WA: What have you done that you are most proud of?
"...very proud that my work of Doc Watson was used at the Grammy Awards."
JG: I take great pride in the work I have done covering the foot soldiers of the civil rights movement. They are some of the most courageous, beautiful and inspiring people you can come across. They put their lives on the line to eliminate hate and segregation and to make our world a better place and, amazingly, they did it. They achieved something that nations and armies have not been able to do.
They changed the way we look at and think about each other; they changed the way we treat each other. That’s powerful stuff. They are true heroes and we don’t know their names. So this story means a lot to me because I feel we should know these people and my work allows me to share their story. My photos put a face and name to the sacrifice of change.
I am also very proud that my work of Doc Watson was used at the Grammy Awards.
WA: Tell us about the Display of Love exhibit. How and why did you develop this idea? How do you see it culminating?
JG: The idea for this project was developed shortly after the attacks in Paris. I felt like I had to do something, that this was not how I wanted to live and standing by and doing nothing was not an option. I was saddened and frustrated at what I was witnessing
Martin Luther King said, “He who passively accepts evil is as much involved in it as he who helps to perpetrate it.” So the project was formed
I planned to do my own project at first but then thought it would be better to see it through the eyes of many folks…a diverse group coming together. So I turned to the art community. I sent a few emails with the idea and was amazed at the response. I also was shocked that so many felt helpless.
The project is simple. I asked people to communicate the ideas of LOVE, PEACE, COMMUNITY, DIVERSITY, …all things good in the world in any way they wish.
The project is simple.
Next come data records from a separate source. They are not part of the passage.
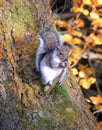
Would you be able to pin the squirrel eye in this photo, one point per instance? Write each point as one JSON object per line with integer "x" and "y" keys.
{"x": 60, "y": 54}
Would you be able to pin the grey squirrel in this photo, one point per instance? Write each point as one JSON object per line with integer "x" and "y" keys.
{"x": 51, "y": 57}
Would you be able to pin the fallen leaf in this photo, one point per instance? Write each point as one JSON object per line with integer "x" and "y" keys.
{"x": 96, "y": 100}
{"x": 75, "y": 71}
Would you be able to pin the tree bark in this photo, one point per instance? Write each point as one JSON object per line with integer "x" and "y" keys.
{"x": 21, "y": 108}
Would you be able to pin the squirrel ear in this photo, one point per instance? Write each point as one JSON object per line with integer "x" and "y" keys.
{"x": 57, "y": 47}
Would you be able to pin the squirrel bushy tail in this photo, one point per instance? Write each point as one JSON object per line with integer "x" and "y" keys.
{"x": 48, "y": 36}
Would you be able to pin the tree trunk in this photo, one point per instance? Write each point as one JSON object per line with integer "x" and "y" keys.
{"x": 21, "y": 108}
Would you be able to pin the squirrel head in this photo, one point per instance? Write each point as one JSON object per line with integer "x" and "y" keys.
{"x": 59, "y": 57}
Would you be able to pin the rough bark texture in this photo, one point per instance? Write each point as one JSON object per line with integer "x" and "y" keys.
{"x": 21, "y": 108}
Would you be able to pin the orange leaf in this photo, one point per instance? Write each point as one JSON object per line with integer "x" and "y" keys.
{"x": 87, "y": 2}
{"x": 75, "y": 71}
{"x": 96, "y": 100}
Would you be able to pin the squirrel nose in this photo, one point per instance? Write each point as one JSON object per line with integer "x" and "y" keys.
{"x": 64, "y": 64}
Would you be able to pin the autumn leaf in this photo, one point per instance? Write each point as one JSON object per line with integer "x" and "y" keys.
{"x": 74, "y": 71}
{"x": 96, "y": 100}
{"x": 87, "y": 2}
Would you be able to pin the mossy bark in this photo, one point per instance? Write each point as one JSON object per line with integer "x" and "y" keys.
{"x": 21, "y": 108}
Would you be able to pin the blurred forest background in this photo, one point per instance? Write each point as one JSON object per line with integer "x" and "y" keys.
{"x": 80, "y": 23}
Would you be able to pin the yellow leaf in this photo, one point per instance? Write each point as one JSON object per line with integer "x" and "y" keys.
{"x": 88, "y": 71}
{"x": 97, "y": 39}
{"x": 76, "y": 33}
{"x": 99, "y": 2}
{"x": 82, "y": 74}
{"x": 75, "y": 71}
{"x": 87, "y": 2}
{"x": 91, "y": 80}
{"x": 76, "y": 41}
{"x": 85, "y": 84}
{"x": 96, "y": 100}
{"x": 94, "y": 15}
{"x": 75, "y": 56}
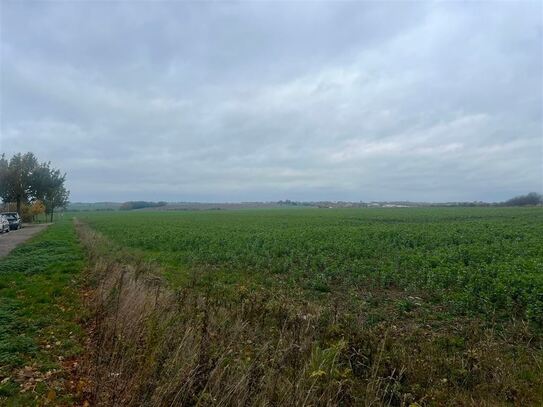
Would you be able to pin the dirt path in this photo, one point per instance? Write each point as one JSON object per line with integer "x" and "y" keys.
{"x": 8, "y": 241}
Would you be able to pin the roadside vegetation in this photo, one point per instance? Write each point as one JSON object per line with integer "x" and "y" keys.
{"x": 41, "y": 339}
{"x": 317, "y": 307}
{"x": 30, "y": 187}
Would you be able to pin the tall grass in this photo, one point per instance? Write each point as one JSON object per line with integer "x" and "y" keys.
{"x": 155, "y": 346}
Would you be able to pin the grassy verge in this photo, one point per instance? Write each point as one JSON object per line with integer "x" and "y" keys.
{"x": 40, "y": 337}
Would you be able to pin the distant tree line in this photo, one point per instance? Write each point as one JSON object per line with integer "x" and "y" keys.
{"x": 533, "y": 198}
{"x": 26, "y": 181}
{"x": 127, "y": 206}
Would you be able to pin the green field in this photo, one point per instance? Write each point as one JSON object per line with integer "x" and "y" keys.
{"x": 399, "y": 307}
{"x": 438, "y": 306}
{"x": 479, "y": 260}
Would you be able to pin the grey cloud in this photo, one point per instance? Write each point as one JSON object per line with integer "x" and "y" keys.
{"x": 250, "y": 101}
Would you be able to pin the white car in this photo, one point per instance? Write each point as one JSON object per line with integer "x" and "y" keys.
{"x": 4, "y": 224}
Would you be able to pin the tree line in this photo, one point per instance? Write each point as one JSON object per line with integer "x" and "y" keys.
{"x": 24, "y": 180}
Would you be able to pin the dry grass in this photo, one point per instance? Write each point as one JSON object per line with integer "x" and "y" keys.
{"x": 154, "y": 346}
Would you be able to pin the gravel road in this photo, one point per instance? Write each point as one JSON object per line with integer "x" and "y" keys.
{"x": 8, "y": 241}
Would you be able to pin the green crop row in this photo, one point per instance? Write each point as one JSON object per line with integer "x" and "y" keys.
{"x": 480, "y": 260}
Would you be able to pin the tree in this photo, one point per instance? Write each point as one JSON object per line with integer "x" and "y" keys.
{"x": 15, "y": 177}
{"x": 23, "y": 179}
{"x": 47, "y": 185}
{"x": 37, "y": 208}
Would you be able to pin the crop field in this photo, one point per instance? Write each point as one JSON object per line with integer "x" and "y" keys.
{"x": 481, "y": 259}
{"x": 438, "y": 306}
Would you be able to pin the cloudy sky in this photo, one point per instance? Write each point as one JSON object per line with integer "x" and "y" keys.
{"x": 238, "y": 101}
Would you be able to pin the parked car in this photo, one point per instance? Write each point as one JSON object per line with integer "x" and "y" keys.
{"x": 4, "y": 224}
{"x": 15, "y": 221}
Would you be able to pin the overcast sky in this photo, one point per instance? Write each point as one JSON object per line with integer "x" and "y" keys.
{"x": 264, "y": 101}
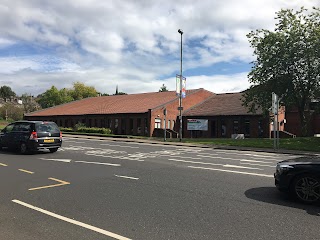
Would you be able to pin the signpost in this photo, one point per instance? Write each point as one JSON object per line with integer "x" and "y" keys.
{"x": 275, "y": 110}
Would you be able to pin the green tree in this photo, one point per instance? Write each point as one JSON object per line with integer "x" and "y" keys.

I asked people to communicate the ideas of LOVE, PEACE, COMMUNITY, DIVERSITY, …all things good in the world in any way they wish. I have received paintings, photographs, music, poems; children have sent their drawings. It is magical to have all this LOVE show up at my doorstep. It continues to grow and many more have contacted me since the recent tragedy in Orlando. So I continue to accept work and I’m building a show where all the works will be exhibited as a single displey of love.
I am not naive and think this will end the violence we see happening but I think it is important for us to display love. I think it’s important that we come together as a community. That we don’t just stand back and accept the hatred that exists. We have a voice in our lives and our communities and we can make a difference. We can start in our own homes and that can spread to our neighbors and so on.
Ultimately I want to see people of all walks of life come together and be surrounded by these expressions of love. As it continue to grow I may make it an online exhibit where people can add to it and visit from time to time.